Fermiamoci,
prima che sia troppo tardi
Se quel capo scorta non avesse imboccato le scale, invece che l'ascensore, indugiando all'esterno dell'appartamento di Maurizio Belpietro, pare per accendersi una sigaretta, oggi forse saremmo qui a scrivere della morte di un direttore. Certo, tutto è possibile, anche che l'obiettivo di quell'uomo in falsa divisa da finanziere che sfodera un'arma, mira alla tempia dell'agente e non lo ammazza solamente perché il colpo resta, inceppato, in canna, non fosse il direttore diLibero. O che l'obiettivo fosse lui, ma non per motivi politici. Tuttavia è molto più probabile che a ripetersi sia un film visto e rivisto nella nostra storia, quello che inizia con l'odio politico e finisce con i cadaveri stesi a terra. Perché come scrivono Francesco Borgonovo e Martino Cervo, se quel finto finanziere avesse suonato il campanello di casa Belpietro la porta gli sarebbe stata aperta, pensando a un'ultima parola dalla scorta, a un ripensamento improvviso. E allora Belpietro avrebbe dovuto sperare nella stessa sorte che ha salvato la vita al capo scorta.

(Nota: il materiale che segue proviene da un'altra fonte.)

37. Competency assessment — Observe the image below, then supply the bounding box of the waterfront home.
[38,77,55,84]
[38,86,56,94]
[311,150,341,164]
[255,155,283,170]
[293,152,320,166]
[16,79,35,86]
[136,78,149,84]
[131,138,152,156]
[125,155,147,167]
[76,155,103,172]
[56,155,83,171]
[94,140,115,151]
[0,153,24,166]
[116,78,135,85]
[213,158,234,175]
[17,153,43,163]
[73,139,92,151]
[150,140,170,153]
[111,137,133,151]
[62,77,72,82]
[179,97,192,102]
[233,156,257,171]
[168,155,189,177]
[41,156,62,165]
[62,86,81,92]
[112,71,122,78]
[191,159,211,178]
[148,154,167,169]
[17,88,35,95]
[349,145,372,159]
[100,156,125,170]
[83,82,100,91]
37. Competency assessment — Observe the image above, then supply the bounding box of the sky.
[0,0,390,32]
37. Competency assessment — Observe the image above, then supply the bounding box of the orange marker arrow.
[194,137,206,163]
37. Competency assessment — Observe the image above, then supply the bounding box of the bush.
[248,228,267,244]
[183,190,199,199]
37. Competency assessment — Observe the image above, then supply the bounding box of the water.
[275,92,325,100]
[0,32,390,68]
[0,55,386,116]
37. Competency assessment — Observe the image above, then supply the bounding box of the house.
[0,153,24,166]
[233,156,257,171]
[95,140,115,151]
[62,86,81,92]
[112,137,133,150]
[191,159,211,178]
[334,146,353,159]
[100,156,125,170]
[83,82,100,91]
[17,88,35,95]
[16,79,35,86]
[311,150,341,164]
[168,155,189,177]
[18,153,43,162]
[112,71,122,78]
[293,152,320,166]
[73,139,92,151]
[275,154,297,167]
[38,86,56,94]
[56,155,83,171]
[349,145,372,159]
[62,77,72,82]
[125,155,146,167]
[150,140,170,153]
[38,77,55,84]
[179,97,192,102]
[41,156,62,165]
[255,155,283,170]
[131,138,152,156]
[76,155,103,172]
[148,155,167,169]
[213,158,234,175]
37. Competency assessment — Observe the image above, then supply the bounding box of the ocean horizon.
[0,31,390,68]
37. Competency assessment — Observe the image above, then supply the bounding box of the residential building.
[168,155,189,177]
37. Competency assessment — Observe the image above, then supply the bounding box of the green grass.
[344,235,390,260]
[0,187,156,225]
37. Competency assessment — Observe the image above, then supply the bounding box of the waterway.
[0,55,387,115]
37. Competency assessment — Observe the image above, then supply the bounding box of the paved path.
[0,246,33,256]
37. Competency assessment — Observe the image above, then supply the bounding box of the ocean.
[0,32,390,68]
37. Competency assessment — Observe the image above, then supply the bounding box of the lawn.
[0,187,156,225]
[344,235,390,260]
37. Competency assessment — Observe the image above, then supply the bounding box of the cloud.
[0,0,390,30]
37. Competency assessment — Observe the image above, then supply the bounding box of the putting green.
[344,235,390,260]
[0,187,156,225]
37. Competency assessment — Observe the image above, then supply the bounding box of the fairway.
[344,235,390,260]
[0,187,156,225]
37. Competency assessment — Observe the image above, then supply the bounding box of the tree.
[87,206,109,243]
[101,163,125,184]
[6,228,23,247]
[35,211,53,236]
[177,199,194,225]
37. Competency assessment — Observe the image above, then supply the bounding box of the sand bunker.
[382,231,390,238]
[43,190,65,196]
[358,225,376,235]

Ma è un panorama desolante quello che si apre su un Paese che deve consegnare la sua speranza di normalità all'incepparsi di un grilletto. Oggi sentiremo parlare, alcuni lo hanno già fatto, di mandanti morali, di clima d'odio, ma non so quanti saranno in grado di farlo aprendo per bene gli occhi. Guardando le responsabilità di tutti, e non solo della parte politica avversa. Inutile essere ipocriti, anche Libero negli ultimi mesi ha alzato il tono, portandolo su registri eccessivi. Come quando sulle sue colonne Nicholas Farrell diede del “nazionalsocialista” a Gianfranco Fini, oggetto poi del continuo dileggio – si pensi alla prima in cui appariva, senza alcun motivo, nudo, coperto soltanto da una foglia di fico malamente giustapposta – e dei continui insulti del quotidiano rispetto alla vicenda di Montecarlo. Ma che si fa di fronte un “nazionalsocialista” se non sfoderare le armi?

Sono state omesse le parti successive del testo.